Is there a term for "false synonymy"?
July 29, 2009 10:16 AM   Subscribe

Is there a term for the fallacy of "false synonymy", where two different words are treated as if they mean the same thing? "False synonymy" sounds like a good term for it, but Google only turns up 135 hits.
posted by Dr. Send to Writing & Language (19 answers total) 1 user marked this as a favorite
What do you mean by "fallacy" here? It's not a recognized logical fallacy, if that's what you mean.
posted by nasreddin at 10:19 AM on July 29, 2009

Can you give an example? From studying foreign languages, I know the term "false cognates", where two words that sound similar in different languages actually have different roots and meanings, but that doesn't sound like what you're looking for.
posted by muddgirl at 10:19 AM on July 29, 2009

Can you explain? There are many different words that mean the same thing....
posted by CunningLinguist at 10:22 AM on July 29, 2009

Do you mean, for instance, when people use the word "intricate" as though it meant "integral"? As in "mathematics is an intricate part of physics"?
posted by Sidhedevil at 10:22 AM on July 29, 2009

Are you looking for malapropism?

Or are you just referring to a confusion like nauseous/nauseated?
posted by chesty_a_arthur at 10:27 AM on July 29, 2009

This is just "people thinking a word means something it doesn't", right?

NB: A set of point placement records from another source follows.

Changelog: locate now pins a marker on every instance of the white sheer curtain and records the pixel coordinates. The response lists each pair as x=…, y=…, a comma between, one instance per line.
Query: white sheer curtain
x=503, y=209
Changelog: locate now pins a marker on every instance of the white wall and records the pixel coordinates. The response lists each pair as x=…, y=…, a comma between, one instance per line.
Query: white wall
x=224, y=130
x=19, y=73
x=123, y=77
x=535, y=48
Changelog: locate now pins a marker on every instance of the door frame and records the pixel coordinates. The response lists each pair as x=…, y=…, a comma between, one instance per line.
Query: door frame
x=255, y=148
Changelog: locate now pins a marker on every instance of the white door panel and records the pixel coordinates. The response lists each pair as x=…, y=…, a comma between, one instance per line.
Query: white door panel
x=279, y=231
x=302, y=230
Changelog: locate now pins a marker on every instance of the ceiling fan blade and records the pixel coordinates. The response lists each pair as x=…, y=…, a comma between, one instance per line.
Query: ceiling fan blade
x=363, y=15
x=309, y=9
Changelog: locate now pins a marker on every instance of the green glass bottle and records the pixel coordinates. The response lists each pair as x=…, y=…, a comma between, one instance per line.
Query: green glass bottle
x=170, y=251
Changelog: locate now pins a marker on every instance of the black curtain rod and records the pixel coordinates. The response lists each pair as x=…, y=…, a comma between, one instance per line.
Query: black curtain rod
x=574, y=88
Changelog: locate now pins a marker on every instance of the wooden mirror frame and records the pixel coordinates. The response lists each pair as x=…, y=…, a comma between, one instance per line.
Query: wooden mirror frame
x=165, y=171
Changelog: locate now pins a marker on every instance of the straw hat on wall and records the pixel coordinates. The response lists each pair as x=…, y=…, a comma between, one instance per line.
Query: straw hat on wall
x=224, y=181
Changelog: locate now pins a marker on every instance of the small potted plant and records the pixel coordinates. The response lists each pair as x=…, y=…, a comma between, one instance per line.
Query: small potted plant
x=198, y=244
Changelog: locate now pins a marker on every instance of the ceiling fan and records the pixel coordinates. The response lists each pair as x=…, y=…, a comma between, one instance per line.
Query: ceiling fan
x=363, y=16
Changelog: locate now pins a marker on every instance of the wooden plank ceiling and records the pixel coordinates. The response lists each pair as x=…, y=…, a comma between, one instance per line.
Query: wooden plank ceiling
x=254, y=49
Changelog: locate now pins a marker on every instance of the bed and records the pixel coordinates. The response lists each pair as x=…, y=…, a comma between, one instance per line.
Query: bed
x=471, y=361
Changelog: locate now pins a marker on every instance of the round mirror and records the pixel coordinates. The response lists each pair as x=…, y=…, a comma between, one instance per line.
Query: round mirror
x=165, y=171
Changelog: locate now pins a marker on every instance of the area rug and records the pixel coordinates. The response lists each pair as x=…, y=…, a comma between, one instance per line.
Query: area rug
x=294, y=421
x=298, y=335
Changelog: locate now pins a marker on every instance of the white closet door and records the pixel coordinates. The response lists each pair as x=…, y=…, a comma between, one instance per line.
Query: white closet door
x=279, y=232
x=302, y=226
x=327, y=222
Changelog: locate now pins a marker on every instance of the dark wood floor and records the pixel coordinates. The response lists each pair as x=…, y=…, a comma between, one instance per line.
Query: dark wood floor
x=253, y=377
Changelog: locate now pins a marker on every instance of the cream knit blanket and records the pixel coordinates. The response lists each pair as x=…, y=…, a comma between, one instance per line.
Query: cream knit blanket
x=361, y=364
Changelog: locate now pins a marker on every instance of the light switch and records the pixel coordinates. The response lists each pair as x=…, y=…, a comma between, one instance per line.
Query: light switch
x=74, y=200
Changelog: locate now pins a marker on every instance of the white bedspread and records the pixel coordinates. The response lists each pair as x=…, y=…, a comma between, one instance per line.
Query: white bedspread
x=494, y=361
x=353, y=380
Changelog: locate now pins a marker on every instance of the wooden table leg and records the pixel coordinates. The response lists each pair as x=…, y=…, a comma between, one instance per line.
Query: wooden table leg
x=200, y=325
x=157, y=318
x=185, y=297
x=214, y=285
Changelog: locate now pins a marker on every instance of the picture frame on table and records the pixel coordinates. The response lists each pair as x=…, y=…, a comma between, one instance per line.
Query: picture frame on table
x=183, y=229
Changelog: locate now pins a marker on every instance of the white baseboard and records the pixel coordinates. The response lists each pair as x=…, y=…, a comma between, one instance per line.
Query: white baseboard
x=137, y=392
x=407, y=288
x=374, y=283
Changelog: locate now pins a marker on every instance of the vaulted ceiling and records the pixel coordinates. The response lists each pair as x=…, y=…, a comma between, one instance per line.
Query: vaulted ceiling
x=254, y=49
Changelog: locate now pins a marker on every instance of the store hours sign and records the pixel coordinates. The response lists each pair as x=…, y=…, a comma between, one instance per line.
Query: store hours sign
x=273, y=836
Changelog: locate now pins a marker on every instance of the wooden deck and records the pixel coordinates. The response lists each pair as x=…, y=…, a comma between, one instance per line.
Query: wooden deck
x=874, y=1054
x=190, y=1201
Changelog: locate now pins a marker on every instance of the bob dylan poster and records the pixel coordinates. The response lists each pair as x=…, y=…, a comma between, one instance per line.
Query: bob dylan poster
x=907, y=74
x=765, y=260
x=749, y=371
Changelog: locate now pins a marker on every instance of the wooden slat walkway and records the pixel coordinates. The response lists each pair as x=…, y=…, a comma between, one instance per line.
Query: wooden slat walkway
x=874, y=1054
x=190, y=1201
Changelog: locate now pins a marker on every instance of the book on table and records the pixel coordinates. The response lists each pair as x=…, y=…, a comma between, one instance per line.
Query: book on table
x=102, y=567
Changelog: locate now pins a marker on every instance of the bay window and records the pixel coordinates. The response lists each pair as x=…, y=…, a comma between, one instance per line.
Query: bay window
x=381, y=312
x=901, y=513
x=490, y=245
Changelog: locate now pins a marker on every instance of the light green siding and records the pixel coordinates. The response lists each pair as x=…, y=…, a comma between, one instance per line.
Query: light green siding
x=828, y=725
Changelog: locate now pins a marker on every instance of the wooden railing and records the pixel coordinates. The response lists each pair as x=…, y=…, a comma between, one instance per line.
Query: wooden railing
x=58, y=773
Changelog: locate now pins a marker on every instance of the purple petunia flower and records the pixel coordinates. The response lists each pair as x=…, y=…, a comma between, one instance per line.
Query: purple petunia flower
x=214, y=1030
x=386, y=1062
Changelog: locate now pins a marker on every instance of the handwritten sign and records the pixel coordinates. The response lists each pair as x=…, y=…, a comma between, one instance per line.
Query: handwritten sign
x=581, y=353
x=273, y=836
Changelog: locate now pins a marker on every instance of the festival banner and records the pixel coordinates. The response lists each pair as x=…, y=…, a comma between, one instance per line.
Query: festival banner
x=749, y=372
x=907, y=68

As defined in your question, this seems to have nothing to do with words sounding similar (as in malapropisms, false cognates, intricate/integral and nauseous/nauseated, etc).
posted by game warden to the events rhino at 10:30 AM on July 29, 2009

Or do you mean someone making an argument and equating two non-congruent terms? "Of course Dr. Jones is an expert on psychology--she's a neurologist"?
posted by Sidhedevil at 10:35 AM on July 29, 2009

Seriously — as defined in your question, it's called "a mistake". Think about it: in all cases where something is a recognized kind of fallacy or named kind of error, there's a flawed but persuasive-seeming reason for making the error. So in malapropisms, for example, that reason is the similar sound of the words. In false friends, it's the sounds of the words or their appearance on the page. In your question, you don't mention any particular type of persuasive-seeming reason, and so there's no way for us here to describe what you're talking about except as "a mistake".
posted by game warden to the events rhino at 10:45 AM on July 29, 2009

I think you're talking about eggcorns.
posted by rusty at 10:46 AM on July 29, 2009

You mean like disorganized and unorganized?
Unorganized means you don't belong to a union.
Trouble is, usage influences meaning, so eventually I could care less means exactly the same thing as I couldn't care less, which is weird.
And flammable is a neologism that means the same thing as inflammable, because many people don't understand what inflammable means.

I would call it mistaken identity, just as with people.
posted by weapons-grade pandemonium at 10:46 AM on July 29, 2009

Do you mean like with the word niggardly?
posted by bluedaisy at 10:49 AM on July 29, 2009

You mean conflation, right?
posted by doteatop at 10:54 AM on July 29, 2009

I take it Sidhedevil's interpretation of the question is correct. If so, it's like equivaction, but with two different words (assuming certain definitions of a "word"). It's a species of begging the question because it assumes facts yet to be proven, namely, that the words mean the same thing.
posted by smorange at 10:54 AM on July 29, 2009

on postview: conflation covers it, too.
posted by smorange at 10:55 AM on July 29, 2009

Yeah, I'm thinking pretty much along the lines of what Sidhedevil said, and I agree with Smorange that it is kind of like equivocation, only in reverse. Looking at these answers, conflation does seem like the best term, even though it seems blindingly obvious in retrospect. Thanks everyone.
posted by Dr. Send at 11:05 AM on July 29, 2009

"Conflation" is good, as is "false equation." It's a fallacy of definition, but I don't think there's a formal term for it.
posted by Sidhedevil at 11:14 AM on July 29, 2009

IIRC, in copy-editing, the symbol for this is "ww," which means "wrong word." I've only seen "conflation" used to connect concepts which do not share the attributes required to be combined in context.
posted by rhizome at 12:15 PM on July 29, 2009

There is also the term "Eggcorns", but it's more related with expressions than just one word.

It's still pretty neat reading though!
posted by fantasticninety at 1:43 PM on July 29, 2009

Or as someone at my place of work wrote this week, "It must be an era."